U.S. Secretary of State Hillary Clinton said Friday that Israel and the Palestinians are ready to begin indirect talks with a U.S. mediator.

Clinton said she expects the two sides to begin so-called proximity talks with George Mitchell, the special U.S. envoy to the Mideast, next week.

His visit will follow a weekend meeting of Arab League diplomats. Mitchell is expected to leave on Sunday and spend the week holding discussions with Israelis and Palestinians, U.S. officials said.

The hope is that Mitchell can get the two sides talking directly to each other soon, though Israel has not agreed to a formal freeze of controversial housing projects that have kept the Palestinians away from the negotiating table.

"Ultimately, we want to see the parties in direct negotiations, working out all the issues that they must," Clinton said after a meeting with Kuwaiti Foreign Minister Mohammad Sabah al-Salem al-Sabah.

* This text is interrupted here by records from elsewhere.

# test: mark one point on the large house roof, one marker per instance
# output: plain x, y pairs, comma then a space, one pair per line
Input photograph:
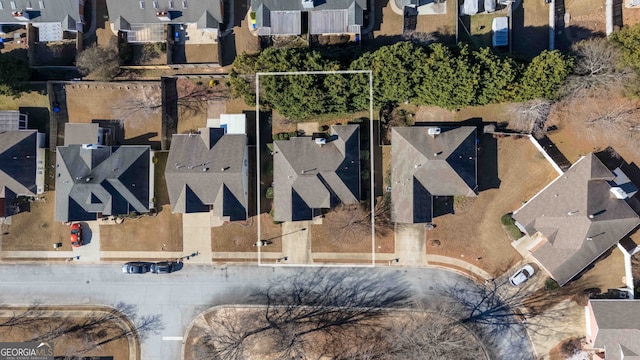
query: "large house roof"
223, 184
66, 12
208, 14
579, 217
426, 165
17, 166
310, 176
283, 17
618, 323
93, 179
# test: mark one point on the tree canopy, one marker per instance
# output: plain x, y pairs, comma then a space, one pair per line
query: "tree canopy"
435, 75
13, 72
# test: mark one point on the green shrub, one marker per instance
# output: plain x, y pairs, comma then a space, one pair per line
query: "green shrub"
551, 284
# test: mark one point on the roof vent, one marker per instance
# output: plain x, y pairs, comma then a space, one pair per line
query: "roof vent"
163, 15
619, 193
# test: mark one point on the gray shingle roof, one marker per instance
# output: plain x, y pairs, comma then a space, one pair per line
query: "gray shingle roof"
204, 13
579, 217
308, 176
17, 166
195, 190
329, 22
424, 166
54, 11
107, 180
618, 324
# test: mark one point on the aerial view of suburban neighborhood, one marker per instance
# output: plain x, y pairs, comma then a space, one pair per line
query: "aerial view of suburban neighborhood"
319, 179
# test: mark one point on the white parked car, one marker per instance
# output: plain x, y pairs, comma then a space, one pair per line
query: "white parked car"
522, 275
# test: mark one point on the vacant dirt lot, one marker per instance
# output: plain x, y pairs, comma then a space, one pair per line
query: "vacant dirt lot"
146, 233
241, 236
35, 229
475, 233
134, 103
530, 31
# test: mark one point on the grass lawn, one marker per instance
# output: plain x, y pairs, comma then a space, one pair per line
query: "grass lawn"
27, 99
241, 236
35, 229
475, 230
146, 233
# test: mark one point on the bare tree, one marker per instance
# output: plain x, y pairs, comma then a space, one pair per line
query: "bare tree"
299, 308
531, 116
597, 69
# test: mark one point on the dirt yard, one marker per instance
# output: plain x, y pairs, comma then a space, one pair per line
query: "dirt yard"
35, 230
474, 233
530, 28
87, 102
147, 233
68, 344
241, 237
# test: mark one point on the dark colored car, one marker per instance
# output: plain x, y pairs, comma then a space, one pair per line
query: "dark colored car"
164, 267
76, 235
137, 267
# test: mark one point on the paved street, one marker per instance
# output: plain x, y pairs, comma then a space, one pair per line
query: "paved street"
178, 297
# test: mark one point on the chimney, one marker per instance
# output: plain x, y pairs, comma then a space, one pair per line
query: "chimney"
163, 15
21, 15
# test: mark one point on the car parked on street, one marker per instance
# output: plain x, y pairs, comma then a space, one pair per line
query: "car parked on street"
524, 274
76, 235
164, 267
136, 267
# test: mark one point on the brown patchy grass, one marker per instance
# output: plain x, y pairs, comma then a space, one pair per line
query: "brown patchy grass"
90, 101
478, 233
27, 99
146, 233
241, 236
36, 230
68, 344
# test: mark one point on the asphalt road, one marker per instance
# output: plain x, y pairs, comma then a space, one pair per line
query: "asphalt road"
180, 296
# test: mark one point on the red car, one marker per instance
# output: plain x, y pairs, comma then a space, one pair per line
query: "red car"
76, 235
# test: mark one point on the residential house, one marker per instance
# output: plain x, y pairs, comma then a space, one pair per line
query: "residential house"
144, 21
429, 162
22, 157
52, 18
613, 328
94, 181
311, 174
208, 170
577, 217
286, 17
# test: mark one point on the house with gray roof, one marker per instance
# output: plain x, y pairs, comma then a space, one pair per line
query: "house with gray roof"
21, 167
144, 21
285, 17
613, 328
94, 181
52, 18
577, 217
427, 162
208, 171
314, 174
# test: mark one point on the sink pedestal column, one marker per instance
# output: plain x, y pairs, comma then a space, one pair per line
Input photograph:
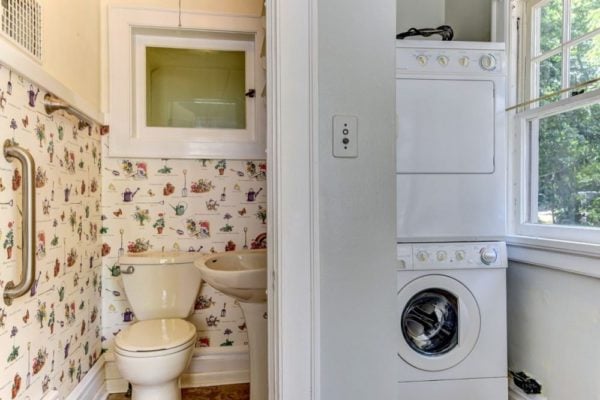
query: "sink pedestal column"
255, 315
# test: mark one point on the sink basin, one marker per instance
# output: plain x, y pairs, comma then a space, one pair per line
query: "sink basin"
243, 276
239, 274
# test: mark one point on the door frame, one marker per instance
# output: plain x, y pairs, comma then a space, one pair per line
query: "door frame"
292, 158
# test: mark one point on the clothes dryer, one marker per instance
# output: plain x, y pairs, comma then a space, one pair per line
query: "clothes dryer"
451, 141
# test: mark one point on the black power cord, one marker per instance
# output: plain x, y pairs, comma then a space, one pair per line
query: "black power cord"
445, 31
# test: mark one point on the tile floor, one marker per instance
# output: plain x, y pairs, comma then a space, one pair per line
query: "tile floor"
226, 392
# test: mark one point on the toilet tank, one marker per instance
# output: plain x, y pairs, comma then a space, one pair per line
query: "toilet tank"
160, 284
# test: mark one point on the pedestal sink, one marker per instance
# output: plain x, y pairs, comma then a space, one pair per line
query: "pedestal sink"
243, 276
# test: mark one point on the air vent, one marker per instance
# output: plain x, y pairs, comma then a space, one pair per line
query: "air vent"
22, 22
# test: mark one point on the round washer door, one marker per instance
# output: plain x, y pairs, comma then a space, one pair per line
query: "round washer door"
440, 322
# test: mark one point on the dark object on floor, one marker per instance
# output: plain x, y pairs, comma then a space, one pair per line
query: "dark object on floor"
445, 31
240, 391
526, 383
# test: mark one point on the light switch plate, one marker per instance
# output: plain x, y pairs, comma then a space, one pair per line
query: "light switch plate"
345, 136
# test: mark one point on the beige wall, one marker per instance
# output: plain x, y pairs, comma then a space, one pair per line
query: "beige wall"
248, 7
71, 45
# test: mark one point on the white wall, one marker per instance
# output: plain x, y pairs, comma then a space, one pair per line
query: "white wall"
419, 14
470, 19
357, 229
71, 40
554, 329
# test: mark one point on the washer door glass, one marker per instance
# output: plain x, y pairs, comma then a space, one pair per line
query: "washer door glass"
439, 321
430, 322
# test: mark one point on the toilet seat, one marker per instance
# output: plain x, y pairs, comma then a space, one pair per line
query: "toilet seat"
153, 338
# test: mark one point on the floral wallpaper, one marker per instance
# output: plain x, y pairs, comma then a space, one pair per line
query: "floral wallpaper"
187, 205
50, 337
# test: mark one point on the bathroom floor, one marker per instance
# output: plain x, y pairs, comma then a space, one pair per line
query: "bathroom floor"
226, 392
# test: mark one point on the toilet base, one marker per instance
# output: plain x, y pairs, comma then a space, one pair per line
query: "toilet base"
165, 391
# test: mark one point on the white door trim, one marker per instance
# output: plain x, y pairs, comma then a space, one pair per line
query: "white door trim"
292, 156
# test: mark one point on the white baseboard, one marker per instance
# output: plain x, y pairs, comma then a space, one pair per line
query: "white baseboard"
210, 366
92, 386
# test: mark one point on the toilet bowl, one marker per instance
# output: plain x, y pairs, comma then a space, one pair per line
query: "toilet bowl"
153, 352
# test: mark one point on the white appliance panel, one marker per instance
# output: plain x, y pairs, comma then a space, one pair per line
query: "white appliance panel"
445, 126
463, 389
436, 207
451, 142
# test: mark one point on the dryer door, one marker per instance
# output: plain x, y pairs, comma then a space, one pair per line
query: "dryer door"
440, 322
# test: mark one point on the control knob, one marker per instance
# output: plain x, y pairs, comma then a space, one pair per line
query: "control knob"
488, 62
488, 255
443, 60
441, 255
422, 256
464, 61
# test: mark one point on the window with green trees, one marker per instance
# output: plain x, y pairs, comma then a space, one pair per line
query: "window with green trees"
563, 125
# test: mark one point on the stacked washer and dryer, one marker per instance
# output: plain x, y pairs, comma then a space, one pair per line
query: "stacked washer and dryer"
451, 213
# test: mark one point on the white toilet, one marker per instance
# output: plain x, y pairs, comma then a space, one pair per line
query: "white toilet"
154, 351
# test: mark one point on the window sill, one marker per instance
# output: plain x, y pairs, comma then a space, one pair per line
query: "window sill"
572, 257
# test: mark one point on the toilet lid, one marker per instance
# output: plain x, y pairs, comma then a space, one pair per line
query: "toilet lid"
155, 334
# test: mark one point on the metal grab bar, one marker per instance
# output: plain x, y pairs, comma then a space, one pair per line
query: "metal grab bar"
12, 291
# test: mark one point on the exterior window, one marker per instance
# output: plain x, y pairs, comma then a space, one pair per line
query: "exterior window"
560, 130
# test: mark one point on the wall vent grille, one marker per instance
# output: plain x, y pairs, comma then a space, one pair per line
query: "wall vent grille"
22, 22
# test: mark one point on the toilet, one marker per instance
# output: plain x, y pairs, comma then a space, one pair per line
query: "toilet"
153, 352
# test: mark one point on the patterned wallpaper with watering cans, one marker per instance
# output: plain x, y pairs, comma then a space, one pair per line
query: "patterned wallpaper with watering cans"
90, 209
187, 205
50, 337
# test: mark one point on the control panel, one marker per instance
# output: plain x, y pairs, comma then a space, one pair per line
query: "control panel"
449, 59
423, 256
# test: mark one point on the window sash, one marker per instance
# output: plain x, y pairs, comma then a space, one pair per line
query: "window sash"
526, 185
532, 17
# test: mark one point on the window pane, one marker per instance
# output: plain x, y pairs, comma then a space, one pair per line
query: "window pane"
584, 61
585, 17
569, 168
190, 88
550, 26
550, 77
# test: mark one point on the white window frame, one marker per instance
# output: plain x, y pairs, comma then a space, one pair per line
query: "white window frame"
226, 42
524, 152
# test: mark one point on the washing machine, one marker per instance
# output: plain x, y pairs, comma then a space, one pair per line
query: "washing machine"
452, 316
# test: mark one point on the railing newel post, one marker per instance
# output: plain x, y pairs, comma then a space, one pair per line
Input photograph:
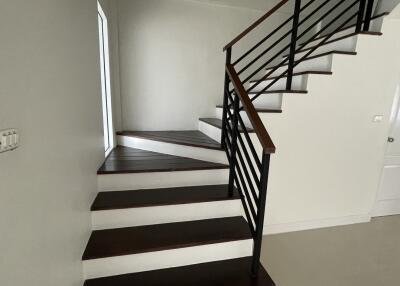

Sabah said Arab states support the U.S. efforts to revive negotiations.

Palestinian negotiator Saeb Erekat said his side was making "every possible effort to begin these talks." A final decision, he said, would come from Arab foreign ministers and the Palestinian Liberation Organization's leadership.

Israeli government officials had no immediate reaction to Clinton's announcement.

An attempt last month to resume indirect talks fizzled when Israel announced a new Jewish housing project in east Jerusalem, which the Palestinians claim as a future capital. That drew fierce criticism from the United States and led to the worst rift in decades between Washington and its chief Mideast ally.

Since then, the Obama administration has sought to repair the damage with a series of recent meetings and speeches from senior officials, including Clinton and Obama's national security adviser, James Jones.